In September 2020, Mr. Patrick De Koster – Kevin De Bruyne’s longtime representative – was arrested after being accused of money laundering by his own client. Therefore, De Bruyne has become a player without an agent. To start the process of negotiating a new contract with Man City, instead of looking to one of the largest agencies in the world, Kevin De Bruyne decided to represent himself.
|Kevin De Bruyne himself negotiated a contract with Man City without an agent. Photo: Manchester City|
All bad beginnings. The first offer from the Etihad Stadium team will cause De Bruyne to reduce his salary. In response, the Belgian midfielder hired Analytics FC – a company specializing in data collection and analysis – to produce a report highlighting his importance in Man City’s success. Numbers never lie and it is a convincing enough argument for the team’s leadership to accept the salary increase request that Kevin De Bruyne deserves.

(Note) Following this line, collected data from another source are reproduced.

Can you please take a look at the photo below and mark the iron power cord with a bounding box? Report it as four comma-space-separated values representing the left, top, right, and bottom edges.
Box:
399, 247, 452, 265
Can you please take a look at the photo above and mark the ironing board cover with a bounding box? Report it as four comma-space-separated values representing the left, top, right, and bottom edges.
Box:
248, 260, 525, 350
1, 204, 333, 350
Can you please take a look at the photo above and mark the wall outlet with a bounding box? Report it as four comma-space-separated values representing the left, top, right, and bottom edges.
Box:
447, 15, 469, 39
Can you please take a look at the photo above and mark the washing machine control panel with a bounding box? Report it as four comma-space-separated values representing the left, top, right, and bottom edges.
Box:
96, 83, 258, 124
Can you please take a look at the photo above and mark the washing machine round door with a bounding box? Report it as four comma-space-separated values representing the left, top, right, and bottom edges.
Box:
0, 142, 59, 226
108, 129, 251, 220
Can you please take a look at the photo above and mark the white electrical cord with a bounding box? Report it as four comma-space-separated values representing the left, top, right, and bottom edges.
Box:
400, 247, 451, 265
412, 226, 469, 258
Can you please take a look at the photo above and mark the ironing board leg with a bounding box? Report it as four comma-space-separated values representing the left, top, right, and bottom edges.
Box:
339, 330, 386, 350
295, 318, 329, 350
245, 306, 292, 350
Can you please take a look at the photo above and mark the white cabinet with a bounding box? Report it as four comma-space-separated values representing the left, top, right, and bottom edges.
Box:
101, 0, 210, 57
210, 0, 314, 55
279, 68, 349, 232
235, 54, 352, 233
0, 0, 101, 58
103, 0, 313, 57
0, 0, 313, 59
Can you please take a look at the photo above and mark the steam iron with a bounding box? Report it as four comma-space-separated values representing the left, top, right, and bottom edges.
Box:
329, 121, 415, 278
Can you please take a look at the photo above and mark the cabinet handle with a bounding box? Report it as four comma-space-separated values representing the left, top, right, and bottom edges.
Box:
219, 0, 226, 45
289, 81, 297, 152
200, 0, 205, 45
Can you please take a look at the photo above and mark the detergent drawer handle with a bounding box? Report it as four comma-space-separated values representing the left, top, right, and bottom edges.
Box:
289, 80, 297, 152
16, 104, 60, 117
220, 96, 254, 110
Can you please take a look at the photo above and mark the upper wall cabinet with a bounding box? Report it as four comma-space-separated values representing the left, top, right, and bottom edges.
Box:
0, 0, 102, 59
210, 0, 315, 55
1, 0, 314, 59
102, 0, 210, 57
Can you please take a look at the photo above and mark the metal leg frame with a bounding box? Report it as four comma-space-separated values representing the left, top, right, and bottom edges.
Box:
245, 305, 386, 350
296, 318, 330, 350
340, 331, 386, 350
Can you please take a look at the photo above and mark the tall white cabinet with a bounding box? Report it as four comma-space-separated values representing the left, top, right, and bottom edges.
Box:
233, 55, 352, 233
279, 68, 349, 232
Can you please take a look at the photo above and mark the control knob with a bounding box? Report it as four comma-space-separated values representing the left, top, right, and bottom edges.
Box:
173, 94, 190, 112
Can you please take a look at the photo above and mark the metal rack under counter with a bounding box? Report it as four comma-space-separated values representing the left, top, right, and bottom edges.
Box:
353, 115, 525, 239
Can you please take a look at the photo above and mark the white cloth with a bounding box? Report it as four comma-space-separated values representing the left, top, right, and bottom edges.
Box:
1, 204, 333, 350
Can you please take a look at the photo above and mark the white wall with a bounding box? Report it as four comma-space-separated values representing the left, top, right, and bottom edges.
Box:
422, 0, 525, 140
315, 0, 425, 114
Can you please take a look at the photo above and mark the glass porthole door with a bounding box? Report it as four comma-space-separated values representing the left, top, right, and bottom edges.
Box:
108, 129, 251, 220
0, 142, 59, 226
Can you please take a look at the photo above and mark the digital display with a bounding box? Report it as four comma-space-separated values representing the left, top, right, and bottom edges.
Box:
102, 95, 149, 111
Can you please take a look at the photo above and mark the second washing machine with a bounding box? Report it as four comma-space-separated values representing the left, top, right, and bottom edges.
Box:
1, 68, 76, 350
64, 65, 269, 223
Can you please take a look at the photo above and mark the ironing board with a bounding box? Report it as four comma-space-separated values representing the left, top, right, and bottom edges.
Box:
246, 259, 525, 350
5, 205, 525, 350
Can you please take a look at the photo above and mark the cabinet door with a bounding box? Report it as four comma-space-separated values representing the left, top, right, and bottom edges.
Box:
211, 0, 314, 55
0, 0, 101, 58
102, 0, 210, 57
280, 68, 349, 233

Agents believe that their bargaining power and relationships are the only way to benefit their clients. De Bruyne proved otherwise. Kevin De Bruyne’s successful negotiation with Man City is considered an important milestone marking a major turning point in the relationship between the player and the agent. Moreover, the talented Belgian midfielder also raises questions about the true definition of a modern player.
If Kevin De Bruyne agreed to the contract himself, Joshua Kimmich of Bayern Munich also actively fired the agent. When asked about this decision, the German player shared: “Last year, I considered everything carefully. I want to represent my values, opinions and more. I also want to take responsibility for my own life.”
|Joshua Kimmich fired his agent because he wanted to represent his own values. Photo: Getty Images|
When trust becomes the key issue, it’s not surprising that more and more players are choosing friends or relatives as their agents. Besides, money is also the reason why representative companies are gradually losing points. In 2019 alone, the amount included in the “agency fee” amounted to $653 million. Players begin to wonder if their agent’s negotiating skills are really worth spending 10 or 15 percent of their salary.
“I am happy in Manchester. Right now, I’m participating in the talks myself. I wanted to continue to stay, so everything went quite smoothly. Things may be different if I intend to leave, but because I want to stay at Man City, it is not too difficult,” Kevin De Bruyne said about the process of working with the Man City leadership.
Of course, the case of Kevin De Bruyne or Joshua Kimmich is not a sign that the agent is out of date. Many players would not be as successful as they are today without the shadow of an agent by their side. However, this is also a warning bell for player representatives about their growing demands.
FIFA has also proposed legislation to limit agent fees to 3% of players’ weekly wages and introduce a new licensing system to control the number of agents. In other words, the value of the agent needs to be seriously weighed to match the huge amount of money they pocket each year.